简体   繁体   English

用re解析python文件

[英]parsing python file with re

I have a python file as 我有一个python文件

test.py 

import os
class test():

    def __init__(self):
        pass

    def add(num1, num2):
        return num1+num2

I am reading this file in a string as : 我正在读取以下字符串形式的文件:

with open('test.py', 'r') as myfile:
    data=myfile.read()

print data

Now, my data contains the string with all lines and new lines. 现在,我的数据包含所有行和换行的字符串。 I need to find lines with start of class and def. 我需要找到以课程开始和定义开始的行。

for example: 例如:

I need the output to be printed as : 我需要将输出打印为:

class test():
def __init__(self):
def add(num1, num2):

How can I process this using regular expressions? 如何使用正则表达式处理此问题?

So if you need to find all def and class lines it is much easier to avoid regex. 因此,如果您需要查找所有defclass行,则避免正则表达式要容易得多。

You read the whole content of the file here 您在这里阅读了文件的全部内容

with open('test.py', 'r') as myfile:
    data=myfile.read()

print data

Why don't you just find the answer right there? 您为什么不在那里找到答案呢?

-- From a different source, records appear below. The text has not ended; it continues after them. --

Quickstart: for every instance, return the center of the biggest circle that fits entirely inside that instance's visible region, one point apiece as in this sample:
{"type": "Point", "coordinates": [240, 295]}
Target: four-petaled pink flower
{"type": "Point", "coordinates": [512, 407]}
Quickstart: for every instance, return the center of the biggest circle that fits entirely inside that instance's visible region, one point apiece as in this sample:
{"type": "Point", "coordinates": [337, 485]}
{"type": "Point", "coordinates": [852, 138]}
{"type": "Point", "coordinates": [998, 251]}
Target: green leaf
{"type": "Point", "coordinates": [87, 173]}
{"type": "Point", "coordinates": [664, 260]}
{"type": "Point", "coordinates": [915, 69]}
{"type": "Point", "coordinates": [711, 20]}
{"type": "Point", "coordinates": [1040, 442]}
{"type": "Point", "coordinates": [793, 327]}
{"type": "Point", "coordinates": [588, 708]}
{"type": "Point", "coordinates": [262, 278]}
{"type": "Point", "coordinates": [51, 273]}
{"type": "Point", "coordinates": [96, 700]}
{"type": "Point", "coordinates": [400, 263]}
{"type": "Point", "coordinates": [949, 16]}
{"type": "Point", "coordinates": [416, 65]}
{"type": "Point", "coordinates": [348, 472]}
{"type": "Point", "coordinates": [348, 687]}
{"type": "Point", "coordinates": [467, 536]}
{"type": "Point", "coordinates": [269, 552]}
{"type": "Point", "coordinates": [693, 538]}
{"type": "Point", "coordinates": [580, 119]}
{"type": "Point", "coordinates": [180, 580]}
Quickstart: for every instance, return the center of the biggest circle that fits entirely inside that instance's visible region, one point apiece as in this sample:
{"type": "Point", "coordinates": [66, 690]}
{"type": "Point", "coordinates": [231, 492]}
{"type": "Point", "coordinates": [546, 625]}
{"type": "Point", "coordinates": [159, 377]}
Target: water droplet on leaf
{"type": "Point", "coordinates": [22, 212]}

with open('test.py', 'r') as myfile:
    for line in myfile:
        stripped = line.strip()  # get rid of spaces left and right
        if stripped.startswith('def') or stripped.startswith('class'):
             print(line)

To work with a whole string as you requested: 要按要求使用整个字符串:

import re
with open('test.py', 'r') as myfile:
    data = myfile.read()

print(data)

print(re.findall("class.+\n|def.+\n",data))

As you can see from the comments this will match ''definied as bla bla' as well. 从评论中可以看到,这也将与“定义为bla bla”匹配。 So it is better to use 所以最好用

print(re.findall("class .+\n|def .+\n",data))

If you want to follow a regex approach, use 如果要遵循正则表达式方法,请使用

re.findall(r'(?m)^[ \t]*((?:class|def)[ \t].*)', data)

or 要么

re.findall(r'^[ \t]*((?:class|def)[ \t].*)', data, flags=re.M)

See regex demo 正则表达式演示

The point is that you should use ^ as the beginning of the line anchor (hence, (?m) at the start or re.M flag are necessary), then you match horizontal whitespaces (with [ \\t] ), then either class or def (with (?:class|def) ), and then again a space or tab and then 0+ chars other than a newline ( .* ). 关键是您应该使用^作为锚的开头(因此,必须在开始或re.M标志处加上(?m) ),然后再匹配水平空格(使用[ \\t] ),然后选择任一classdef (使用(?:class|def) ),然后再输入一个空格或制表符,然后再输入0+个除换行符( .* )以外的字符。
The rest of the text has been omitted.